小学一年生からタブレットを使い、プログラミングの授業を受けることとは、そもそもどういうことなのか。高学年や中学生になってからではダメなのかという素朴な疑問に末廣さんはこう答えてくれた。

「山内西小学校に初めてきたときに、子供たちが上手にタブレットを使いこなせていることが印象的でした。操作はある程度できる上で、アプリを使うだけではなく、アプリを作る側にもなれるんだ、ということを一年生から感覚的に知ってもらいたいという狙いがありました。児童全員が出された課題を解決して、一〇〇%問題を理解するといったことをしたいのではなく、自分自身で考えたものが思い通りに動いたり、動かなかったりと、失敗も含めて自分が『作れる立場』になっていると。そういった原体験を小さいときから経験することがとても大切だと考えています。感受性豊かな六歳あたりでの体験は、大人になってからも重要な感覚として残っていくと思うんです」

優秀なプログラマーを育てるために、プログラミングの授業をしているわけではない。二〇二〇年から全国的に始まるプログラミング授業の狙いは、「プログラミング的思考」を身につけることにあるのかもしれない。なにかを〝作る〟ことにおいて、物事を分解、分割して考えること、それを組み立て直し自ら設計すること。そのためにロジカルシンキングが必要であって、あくまでプログラミング的思考が先行するのではなく、〝作る〟ことで自然と学んでいく。その継続の結果が、ICTスキルや創造性の向上、論理的な思考力などにつながっていくのだと感じた。

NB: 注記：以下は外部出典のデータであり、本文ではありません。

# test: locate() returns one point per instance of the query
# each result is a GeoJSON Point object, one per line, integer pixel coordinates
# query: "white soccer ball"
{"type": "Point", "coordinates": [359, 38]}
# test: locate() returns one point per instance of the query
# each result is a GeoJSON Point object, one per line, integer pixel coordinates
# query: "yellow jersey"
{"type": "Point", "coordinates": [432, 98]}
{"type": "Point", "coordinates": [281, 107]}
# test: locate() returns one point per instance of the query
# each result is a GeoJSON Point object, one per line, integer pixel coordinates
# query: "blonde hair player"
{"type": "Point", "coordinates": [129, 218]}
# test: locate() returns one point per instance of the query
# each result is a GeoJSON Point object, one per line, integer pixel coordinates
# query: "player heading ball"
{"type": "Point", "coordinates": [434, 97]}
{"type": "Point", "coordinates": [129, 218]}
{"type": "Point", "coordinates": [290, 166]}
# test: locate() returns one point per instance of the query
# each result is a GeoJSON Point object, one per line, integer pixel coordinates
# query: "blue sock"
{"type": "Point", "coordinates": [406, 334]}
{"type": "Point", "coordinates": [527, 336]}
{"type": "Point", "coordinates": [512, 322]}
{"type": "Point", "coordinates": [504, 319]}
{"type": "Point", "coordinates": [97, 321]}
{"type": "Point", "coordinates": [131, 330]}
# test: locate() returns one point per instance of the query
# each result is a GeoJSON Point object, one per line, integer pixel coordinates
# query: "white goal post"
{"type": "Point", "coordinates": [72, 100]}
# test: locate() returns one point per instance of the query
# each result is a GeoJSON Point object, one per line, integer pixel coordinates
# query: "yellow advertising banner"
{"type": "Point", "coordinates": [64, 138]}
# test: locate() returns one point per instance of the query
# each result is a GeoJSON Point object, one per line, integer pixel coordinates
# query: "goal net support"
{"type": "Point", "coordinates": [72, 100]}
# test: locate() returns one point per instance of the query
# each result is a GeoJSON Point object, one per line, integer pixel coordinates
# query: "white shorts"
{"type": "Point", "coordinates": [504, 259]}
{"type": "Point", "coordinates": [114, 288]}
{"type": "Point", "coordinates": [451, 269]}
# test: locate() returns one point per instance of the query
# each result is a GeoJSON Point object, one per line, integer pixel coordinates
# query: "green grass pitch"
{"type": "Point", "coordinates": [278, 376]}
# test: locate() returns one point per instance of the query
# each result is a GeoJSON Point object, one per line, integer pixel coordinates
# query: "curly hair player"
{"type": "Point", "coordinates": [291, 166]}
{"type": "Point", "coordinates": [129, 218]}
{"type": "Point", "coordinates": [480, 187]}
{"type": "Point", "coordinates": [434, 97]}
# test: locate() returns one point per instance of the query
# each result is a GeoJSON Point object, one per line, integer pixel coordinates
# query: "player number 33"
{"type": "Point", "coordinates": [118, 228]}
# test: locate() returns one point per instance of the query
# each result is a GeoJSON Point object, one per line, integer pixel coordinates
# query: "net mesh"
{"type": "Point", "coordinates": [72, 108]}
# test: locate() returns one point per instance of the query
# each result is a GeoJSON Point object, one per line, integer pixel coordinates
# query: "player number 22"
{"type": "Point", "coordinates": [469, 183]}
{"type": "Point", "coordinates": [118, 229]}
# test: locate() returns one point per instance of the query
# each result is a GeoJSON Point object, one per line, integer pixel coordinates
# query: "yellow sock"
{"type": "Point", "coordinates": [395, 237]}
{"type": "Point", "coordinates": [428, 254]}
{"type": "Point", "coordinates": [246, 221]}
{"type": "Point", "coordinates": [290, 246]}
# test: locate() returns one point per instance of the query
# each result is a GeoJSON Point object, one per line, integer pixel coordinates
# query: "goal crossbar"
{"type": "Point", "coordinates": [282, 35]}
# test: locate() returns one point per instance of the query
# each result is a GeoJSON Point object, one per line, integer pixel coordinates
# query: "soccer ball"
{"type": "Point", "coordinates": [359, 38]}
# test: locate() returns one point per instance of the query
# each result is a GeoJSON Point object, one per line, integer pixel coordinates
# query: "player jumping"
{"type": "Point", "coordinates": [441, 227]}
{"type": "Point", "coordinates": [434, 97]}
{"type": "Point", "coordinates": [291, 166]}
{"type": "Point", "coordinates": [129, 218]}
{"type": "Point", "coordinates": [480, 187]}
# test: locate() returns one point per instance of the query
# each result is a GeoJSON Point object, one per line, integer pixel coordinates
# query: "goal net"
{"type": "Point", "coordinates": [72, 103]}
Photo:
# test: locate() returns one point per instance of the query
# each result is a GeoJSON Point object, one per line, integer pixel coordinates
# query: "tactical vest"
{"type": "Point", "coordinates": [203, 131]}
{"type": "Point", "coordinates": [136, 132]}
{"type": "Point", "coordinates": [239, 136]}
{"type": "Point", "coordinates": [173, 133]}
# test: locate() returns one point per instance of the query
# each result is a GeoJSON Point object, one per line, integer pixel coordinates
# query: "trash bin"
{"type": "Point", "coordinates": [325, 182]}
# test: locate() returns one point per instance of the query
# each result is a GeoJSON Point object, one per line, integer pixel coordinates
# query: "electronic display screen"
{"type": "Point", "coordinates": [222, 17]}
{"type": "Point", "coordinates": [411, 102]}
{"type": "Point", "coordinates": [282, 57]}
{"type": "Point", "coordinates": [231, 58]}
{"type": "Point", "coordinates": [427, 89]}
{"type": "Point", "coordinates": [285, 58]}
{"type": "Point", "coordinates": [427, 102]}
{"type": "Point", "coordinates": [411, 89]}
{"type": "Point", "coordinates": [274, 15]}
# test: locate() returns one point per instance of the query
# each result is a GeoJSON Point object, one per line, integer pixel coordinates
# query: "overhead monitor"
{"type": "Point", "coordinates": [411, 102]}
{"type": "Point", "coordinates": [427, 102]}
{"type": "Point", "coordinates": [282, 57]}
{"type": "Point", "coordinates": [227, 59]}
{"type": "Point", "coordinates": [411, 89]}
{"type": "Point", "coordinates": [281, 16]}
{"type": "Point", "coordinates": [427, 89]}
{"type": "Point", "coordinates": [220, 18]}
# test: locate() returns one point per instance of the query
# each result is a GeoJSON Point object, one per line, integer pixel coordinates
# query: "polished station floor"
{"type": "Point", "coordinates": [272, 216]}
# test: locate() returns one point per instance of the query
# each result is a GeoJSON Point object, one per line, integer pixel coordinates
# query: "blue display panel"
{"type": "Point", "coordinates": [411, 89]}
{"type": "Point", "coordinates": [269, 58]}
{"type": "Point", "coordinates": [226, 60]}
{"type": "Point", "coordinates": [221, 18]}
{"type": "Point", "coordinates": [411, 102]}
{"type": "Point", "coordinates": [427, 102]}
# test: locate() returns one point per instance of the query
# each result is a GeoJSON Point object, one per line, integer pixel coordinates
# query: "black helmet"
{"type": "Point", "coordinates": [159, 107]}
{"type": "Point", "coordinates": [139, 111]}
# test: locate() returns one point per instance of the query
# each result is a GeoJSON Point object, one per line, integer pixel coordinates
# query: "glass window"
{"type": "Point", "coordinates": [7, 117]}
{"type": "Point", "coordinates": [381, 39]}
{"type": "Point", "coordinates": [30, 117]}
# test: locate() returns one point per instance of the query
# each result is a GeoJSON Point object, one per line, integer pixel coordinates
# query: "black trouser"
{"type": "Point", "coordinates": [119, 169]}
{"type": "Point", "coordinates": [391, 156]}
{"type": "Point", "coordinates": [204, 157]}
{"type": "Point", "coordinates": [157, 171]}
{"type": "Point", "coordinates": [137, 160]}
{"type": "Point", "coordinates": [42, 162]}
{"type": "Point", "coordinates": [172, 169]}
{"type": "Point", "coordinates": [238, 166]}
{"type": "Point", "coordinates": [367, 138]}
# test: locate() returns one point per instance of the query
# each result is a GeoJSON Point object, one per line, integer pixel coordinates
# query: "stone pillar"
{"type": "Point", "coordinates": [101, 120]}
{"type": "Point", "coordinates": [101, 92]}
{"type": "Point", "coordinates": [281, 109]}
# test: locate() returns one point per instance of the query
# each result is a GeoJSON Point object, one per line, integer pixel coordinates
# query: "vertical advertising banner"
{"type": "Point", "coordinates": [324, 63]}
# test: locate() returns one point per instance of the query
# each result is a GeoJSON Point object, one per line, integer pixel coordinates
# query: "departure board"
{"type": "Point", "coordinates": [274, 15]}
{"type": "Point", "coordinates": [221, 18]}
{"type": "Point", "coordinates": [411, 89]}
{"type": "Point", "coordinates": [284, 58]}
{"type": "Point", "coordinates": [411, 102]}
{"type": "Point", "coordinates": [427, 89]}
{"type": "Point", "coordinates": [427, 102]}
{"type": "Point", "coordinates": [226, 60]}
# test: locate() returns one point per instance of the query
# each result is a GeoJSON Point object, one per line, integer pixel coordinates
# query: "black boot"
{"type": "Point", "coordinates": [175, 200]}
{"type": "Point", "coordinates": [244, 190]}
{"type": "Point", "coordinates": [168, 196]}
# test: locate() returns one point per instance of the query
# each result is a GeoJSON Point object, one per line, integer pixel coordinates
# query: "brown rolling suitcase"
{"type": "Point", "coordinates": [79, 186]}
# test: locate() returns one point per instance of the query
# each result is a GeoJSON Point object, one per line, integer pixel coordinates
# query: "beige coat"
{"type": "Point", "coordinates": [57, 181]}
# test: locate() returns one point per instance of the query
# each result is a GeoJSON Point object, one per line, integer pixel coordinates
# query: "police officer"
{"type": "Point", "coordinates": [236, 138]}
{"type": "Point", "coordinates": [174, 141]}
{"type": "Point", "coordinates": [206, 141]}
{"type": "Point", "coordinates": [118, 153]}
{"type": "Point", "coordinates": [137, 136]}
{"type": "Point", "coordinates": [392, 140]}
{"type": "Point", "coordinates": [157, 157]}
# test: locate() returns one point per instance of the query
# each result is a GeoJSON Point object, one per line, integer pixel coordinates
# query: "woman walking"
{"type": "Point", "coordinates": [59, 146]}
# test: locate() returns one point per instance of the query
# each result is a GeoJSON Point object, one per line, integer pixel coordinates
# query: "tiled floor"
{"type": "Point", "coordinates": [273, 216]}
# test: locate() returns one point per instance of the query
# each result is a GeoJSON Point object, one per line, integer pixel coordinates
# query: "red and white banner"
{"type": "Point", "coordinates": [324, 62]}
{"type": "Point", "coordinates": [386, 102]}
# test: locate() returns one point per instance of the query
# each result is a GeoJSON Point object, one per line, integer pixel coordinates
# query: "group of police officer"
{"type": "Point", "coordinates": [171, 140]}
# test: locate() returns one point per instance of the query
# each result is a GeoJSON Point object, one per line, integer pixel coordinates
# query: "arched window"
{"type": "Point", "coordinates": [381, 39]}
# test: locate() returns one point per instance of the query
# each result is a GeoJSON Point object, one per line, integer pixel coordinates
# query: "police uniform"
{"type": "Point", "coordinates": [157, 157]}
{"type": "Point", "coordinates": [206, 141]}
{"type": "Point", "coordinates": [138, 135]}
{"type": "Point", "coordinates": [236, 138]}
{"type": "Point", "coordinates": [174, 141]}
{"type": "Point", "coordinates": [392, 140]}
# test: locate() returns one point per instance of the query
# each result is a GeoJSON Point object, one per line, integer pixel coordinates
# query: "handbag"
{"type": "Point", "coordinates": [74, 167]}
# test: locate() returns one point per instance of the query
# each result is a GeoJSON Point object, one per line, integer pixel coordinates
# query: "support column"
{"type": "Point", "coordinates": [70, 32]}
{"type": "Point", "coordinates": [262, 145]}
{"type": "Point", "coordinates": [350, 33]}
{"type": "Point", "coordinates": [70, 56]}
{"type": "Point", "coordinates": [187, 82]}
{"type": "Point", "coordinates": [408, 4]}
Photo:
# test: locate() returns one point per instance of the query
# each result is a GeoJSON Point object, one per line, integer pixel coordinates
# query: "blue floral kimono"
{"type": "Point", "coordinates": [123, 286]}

「プログラミングは学習において新しいツールの一部だと感じています。今まで行ってきた授業が丸ごと入れ替わるのではなく、国語の授業でも図工の授業でも、なにか問題を解決するためにプログラミングの手法がプラスされるイメージです。ICTを活用した教育方法は広がりを見せていますが、例えば『プログラミング×図工』で考えると、児童たちが自分の描いた絵をタブレットで撮影し、その絵をプログラミングで動かしてみる。自分の描いた絵を動かすことで感動体験がありますし、なによりも楽しいはず。全員一緒の絵を動かすのと、自分が描いた絵を動かすのでは愛着も違いますよね。一人ひとりの独自性も出てきますし、こうやったらもっとおもしろいんじゃないか、と想像力も膨らみます。プログラミングのいいところは、既存のあるものに対して『楽しい!』と付加価値をつけられるところ。なによりも大切なのは、作って楽しいと思えることだと思うんです」

山内西小学校でプログラミングの授業を始めたのが二〇一四年。当時一年生だった児童たちは六年生になった。この日授業を受けた二年生の児童に「プログラミングの授業どう?」と訊くと「うまくできると楽しい」と答えてくれた。うまくできると。それは、失敗も経験しているからこその言葉で、プログラミングには「成功」と「失敗」がはっきりと表れる。曖昧さがない。そのわかりやすい失敗が、成功させるために粘り強く考えたり、クラスのみんなと協力して取り組んだりすることにつながっていくのかもしれない。どんどん失敗していい、間違えても次の一手で新しい発見があるかもしれない。トライアンドエラーを繰り返しながらプログラミングを学んでいくことは、大人も子供もまったく一緒だった。